Considerando la sua carriera artistica, ha sempre mantenuto uno stile artistico lineare oppure ha avuto variazioni stilistiche? Ci sono state variazioni? a cosa sono dovute? 

“In accademia ho cercato di sperimentare il più possibile, successivamente sono andato verso una linea di indagine dell’uomo occidentale industrializzato. Da qui è partita una linearità, anche se per un periodo ho abbandonato il figurativo e sono andato verso il recupero dei materiali industriali. in questa fase della mia carriera usavo gli scarti dell’industria per farci delle forme, creando architetture e paesaggi. Dopo un qualche anno sono tornato alla figurazione, che non va a cercare solamente il bello ed ha dei limiti, perché i nostri antichi l’hanno realizzata molto meglio. La figurazione è per me importante perchè è un mezzo, un codice per raccontare un concetto di contemporaneità e deve esserci dunque nell’opera d’arte una figurazione che funziona legata ad un concetto.”

Che cosa si aspetta dal suo lavoro artistico?

“Mi aspetto che la scultura mi accompagni per tutta la mia vita, come un fratello e per potergli raccontare il mio pensiero e per poter continuare ad avere un compagno di viaggio.”

Parlando in particolare dei Sospesi, con la realizzazione dell’opera di quale tematica contemporanea si è voluto far portavoce? 

“I ‘Sospesi’ è  un lavoro che cerca di raccontare la precarietà della vita, che è un tema ancora oggi molto contemporaneo. La negatività è il cavo che tiene l’umano legato a testa in giù che gravità nel vuoto a testa in giù. 
La positività siamo noi, con i nostri corpi, che cercano di reagire con la loro muscolatura a questo stato d’animo di precarietà. essa viene dall’inizio, da quando siamo costretti a venire al mondo e ci troviamo in un posto dove è molto difficile stare, perché dobbiamo imparare a fare compromessi. I Sospesi raccontano una difficoltà, ma allo stesso tempo la voglia e la forza di alzarsi alla mattina per provare a combattere.”

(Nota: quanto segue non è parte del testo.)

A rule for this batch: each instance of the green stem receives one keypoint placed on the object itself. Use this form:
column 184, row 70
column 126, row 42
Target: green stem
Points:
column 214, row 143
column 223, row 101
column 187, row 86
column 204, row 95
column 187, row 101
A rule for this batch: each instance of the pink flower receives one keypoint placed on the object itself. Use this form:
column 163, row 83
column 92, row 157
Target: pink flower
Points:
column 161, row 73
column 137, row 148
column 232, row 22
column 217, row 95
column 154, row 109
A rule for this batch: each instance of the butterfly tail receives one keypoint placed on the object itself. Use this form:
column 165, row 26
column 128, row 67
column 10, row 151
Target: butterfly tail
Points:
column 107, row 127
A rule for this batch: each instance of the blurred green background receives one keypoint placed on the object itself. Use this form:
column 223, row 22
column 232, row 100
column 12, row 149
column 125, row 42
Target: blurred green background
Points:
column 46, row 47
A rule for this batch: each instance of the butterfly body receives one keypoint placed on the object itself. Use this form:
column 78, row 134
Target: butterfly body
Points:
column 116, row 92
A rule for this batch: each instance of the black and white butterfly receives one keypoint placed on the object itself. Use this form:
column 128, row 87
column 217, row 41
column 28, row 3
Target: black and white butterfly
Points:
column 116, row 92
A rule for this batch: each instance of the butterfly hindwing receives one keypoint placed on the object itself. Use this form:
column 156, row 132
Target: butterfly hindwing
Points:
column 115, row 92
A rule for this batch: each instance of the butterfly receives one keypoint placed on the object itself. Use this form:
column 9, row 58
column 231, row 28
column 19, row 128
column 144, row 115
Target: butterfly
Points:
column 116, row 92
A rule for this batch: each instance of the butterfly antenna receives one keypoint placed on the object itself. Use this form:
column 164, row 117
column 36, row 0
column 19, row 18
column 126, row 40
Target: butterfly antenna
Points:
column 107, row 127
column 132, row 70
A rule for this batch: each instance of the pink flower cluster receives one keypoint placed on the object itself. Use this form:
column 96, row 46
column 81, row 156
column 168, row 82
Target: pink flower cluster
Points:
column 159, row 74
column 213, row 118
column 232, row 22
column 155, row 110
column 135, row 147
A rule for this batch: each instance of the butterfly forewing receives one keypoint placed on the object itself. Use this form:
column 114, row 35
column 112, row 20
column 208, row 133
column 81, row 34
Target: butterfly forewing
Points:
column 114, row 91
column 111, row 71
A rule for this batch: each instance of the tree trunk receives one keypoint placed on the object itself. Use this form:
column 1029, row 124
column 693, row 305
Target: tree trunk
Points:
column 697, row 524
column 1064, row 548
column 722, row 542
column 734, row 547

Quale materiale preferisce utilizzare per realizzare le sue opere? 

“Il materiale è sempre quello iniziale della creta, che poi diventa ceramica, bronzo e successivamente resina. Ogni scultura dà il meglio di sé in relazione al materiale che viene scelto.”

I colori utilizzati per completare le opere vengono scelti secondo una precisa motivazione e dunque con l’intento di trasmettere una particolare emozione? 

“I colori, che noi chiamiamo ‘patina’, fanno parte del finale di un’opera. Il bianco può dare maggior teatralità; il finto bronzo può essere usato per dare un concetto più classico; il rosso o blu o giallo per un’opera più pop. Il colore è parte fondamentale della riuscita dell’opera.”

Alle base delle sue opere vi sono dei lavori preparatori o dei particolari studi?

“Di solito si parte dal disegno, un bozzetto di creta e in itinere si ha il tempo di pensare e riflettere su come realizzare l’opera.”

C’è qualche artista del passato che l’ha particolarmente influenzato? Se si, perchè? 

“In passato ho sempre cercato di non vedere gli altri, anche se è impossibile e dunque, Giger, Warhol, Caravaggio e Bosh, mi piacciono particolarmente.”